President Muhammadu Buhari has directed the National Agricultural Land Development Authority (NALDA) to immediately engage over 30,000 young graduates with backgrounds in agriculture and sciences to be trained on soil science in a major push to boost food security in the country.
Specifically, the graduates will be schooled in collection of soil samples as well as conduct soil tests and render extension services to farmers.
The Executive Secretary/Chief Executive of NALDA), Mr.
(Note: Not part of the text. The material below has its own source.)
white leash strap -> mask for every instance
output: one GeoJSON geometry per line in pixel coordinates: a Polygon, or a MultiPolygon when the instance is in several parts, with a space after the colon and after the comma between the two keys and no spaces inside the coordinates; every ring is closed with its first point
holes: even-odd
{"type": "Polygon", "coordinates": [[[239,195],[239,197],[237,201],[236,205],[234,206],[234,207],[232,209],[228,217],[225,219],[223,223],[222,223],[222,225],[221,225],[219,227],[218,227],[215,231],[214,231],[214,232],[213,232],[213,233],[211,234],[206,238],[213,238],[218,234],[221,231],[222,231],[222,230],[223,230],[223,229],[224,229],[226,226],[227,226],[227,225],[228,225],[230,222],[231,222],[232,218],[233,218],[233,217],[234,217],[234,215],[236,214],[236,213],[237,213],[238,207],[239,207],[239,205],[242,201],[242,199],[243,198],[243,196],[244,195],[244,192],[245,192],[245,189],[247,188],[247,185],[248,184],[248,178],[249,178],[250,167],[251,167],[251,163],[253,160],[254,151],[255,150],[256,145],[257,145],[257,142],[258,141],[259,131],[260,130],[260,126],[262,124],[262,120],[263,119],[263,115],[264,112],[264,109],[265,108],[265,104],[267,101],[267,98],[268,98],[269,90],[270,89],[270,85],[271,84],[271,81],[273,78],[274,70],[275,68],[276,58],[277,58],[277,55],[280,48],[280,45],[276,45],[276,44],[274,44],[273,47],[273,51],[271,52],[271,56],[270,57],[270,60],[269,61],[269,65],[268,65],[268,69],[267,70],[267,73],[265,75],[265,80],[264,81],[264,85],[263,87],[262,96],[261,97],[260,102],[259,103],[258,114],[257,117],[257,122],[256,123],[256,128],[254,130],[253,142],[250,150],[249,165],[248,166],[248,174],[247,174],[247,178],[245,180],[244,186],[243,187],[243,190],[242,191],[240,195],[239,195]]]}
Paul Ikonne, disclosed this at a briefing with journalists Monday in Abuja.
He described the move as another step in the right direction the government in achieving food security in the country.
He said Buhari remained fully committed to achieving food security in the country adding the president is seriously interested in “anything that has to do with farmers”.
Ikonne said Buhari had mandated NALDA to ensure that the soil begins to yield maximum output and farmers begin to get their returns on investment.
He pointed out that through the landmark initiative, in partnership with the Nigerian Institute of Soil Science, farmers will only be required to pay as low as N500 per sample collected adding that “NALDA will shoulder the rest.”
He said the initiative was being undertaken under the National Young Farmers’ Scheme, which was recently launched by the president.
The NALDA boss further explained that proper understanding of the soil and farmlands by farmers will “give Nigeria the desired achievement in food security”.
He said:”We cannot achieve achieve food security without understanding our soil and without getting our farmers to know what the soil requires.
“Over the years, farmers go to the farm to just do their normal thing – open the soil, put their maize or wheat without soil test to ascertain the nutrients that the soil requires.
“The fertiliser dealers take advantage of that to sell all kinds of fertilisers to farmers and at the end of the day, the desired yields would not be achieved.”
However, he said: ”But what these soil doctors would be doing is that they will go every farm land and meet farmers in their farms to conduct soil test first before any farming season in order to know what nutrients the soil requires or what type of fertiliser would the crop need.”
Ikonne said the measures will help the country begin to engage in the best agricultural practices going forward as well as strengthen extension services providers who remained one of the key services that had been missing in farming generally.